Molestie-gate, Trump ai giornalisti: “Sapete, non guardo troppa tv…”

Donald Trump ha preferito non rispondere ai giornalisti che lo accompagnano nella missione in Asia che gli hanno chiesto se ritiene che Roy Moore debba rinunciare alla candidatura al Senato dopo essere stato accusato di aver molestato minorenni negli anni ’70. “Sono qui con voi, quindi non ho seguito molto la vicenda, e, che mi crediate o no, anche quando sono a Washington o New York non guardo molto la televisione, anche se so quello che dicono”, ha infatti detto il presidente. “Io non guardo molta televisione, soprattutto perché leggo documenti, moltissimi. E leggo molte altre cose”, ha rivendicato invece Trump che poi è tornato sulla vicenda del 70enne giudice ultraconservatore dell’ex giudice della Corte Suprema dell’Alabama. “Ho diffuso ieri una dichiarazione in cui esprimo la convinzione che farà la cosa giusta”, ha detto riferendosi alle parole della portavoce della Casa Bianca, Sarah Huckabee Sanders, riguardo il fatto che Moore farà un passo indietro se le accuse si riveleranno fondate. La stessa portavoce il mese scorso ha affermato che 16 donne che lo scorso anno avevano accusato Trump di molestie hanno tutte mentito. Le parole di Trump ricalcano quelle della leadership repubblicana, anche se nel partito cresce di ora in ora la preoccupazione per la vicenda e le pressioni affinché Moore, che si è dichiarato completamente estraneo alle accuse “false e politicamente motivate” fatte dalle quattro donne intervistate nei giorni scorsi dal Washington Post, rinunci alla candidatura.
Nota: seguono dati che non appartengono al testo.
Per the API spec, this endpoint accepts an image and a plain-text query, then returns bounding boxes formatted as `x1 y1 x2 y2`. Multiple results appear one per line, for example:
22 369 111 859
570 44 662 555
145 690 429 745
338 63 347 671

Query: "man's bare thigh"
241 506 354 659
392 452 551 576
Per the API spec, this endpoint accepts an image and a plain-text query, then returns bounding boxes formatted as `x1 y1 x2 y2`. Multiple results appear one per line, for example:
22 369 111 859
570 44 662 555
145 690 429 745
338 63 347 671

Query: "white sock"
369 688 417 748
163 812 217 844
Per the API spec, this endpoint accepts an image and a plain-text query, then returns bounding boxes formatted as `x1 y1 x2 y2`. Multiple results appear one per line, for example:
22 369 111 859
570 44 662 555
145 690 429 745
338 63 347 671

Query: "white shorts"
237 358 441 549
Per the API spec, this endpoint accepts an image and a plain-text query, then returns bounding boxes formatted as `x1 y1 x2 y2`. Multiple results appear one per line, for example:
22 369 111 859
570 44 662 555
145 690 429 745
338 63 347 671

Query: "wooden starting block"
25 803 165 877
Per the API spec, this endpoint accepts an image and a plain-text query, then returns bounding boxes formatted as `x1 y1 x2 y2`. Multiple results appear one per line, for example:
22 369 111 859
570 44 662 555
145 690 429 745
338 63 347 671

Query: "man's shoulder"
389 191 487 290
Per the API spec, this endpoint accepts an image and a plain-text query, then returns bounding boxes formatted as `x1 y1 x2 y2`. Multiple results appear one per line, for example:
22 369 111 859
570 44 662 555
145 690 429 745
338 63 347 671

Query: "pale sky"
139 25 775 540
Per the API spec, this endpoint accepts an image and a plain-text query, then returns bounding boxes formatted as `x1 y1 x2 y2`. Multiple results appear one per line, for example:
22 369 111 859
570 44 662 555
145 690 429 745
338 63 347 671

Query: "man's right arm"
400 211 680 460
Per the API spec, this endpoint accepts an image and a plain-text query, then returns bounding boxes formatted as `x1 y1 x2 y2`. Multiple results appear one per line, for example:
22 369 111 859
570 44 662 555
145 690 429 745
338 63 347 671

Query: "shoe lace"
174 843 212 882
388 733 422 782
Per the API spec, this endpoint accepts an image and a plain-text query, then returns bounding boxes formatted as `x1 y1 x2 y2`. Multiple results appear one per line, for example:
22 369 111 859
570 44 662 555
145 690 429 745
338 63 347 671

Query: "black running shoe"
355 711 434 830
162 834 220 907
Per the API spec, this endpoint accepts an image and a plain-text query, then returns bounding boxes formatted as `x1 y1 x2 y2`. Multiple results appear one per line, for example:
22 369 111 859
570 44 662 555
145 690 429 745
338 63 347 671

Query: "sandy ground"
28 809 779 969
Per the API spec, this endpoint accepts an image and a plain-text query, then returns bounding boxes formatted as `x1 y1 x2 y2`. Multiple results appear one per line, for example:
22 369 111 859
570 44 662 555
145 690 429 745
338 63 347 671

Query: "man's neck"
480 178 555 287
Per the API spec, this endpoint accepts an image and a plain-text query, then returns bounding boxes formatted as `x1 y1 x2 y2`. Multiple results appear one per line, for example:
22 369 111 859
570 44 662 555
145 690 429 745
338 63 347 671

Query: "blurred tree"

Il controverso giudice anti-gay ha ottenuto la candidatura al seggio lasciato dal ministro della Giustizia Jeff Sessions soprattutto grazie al sostegno ed alla macchina elettorale di Steve Bannon, l’ex stratega della vittoria di Trump e della Casa Bianca, che gli ha permesso di battere alle primarie il candidato sostenuto dall’establishment repubblicano. E sono cominciate ad arrivare le prime prese di distanze ufficiali da Moore: i due senatori repubblicani Mike Lee e Steve Daines hanno infatti ritirato il loro endorsement al candidato repubblicano, “una volta le descrizioni dettagliate delle vicende e le risposte del giudice Moore e della sua campagna”. L’accusa più pesante rivolta a Moore nell’articolo del Post è quella di una donna che racconta di aver avuto, quando aveva 14 anni, contatti sessuali con Moore che all’epoca aveva 32 anni.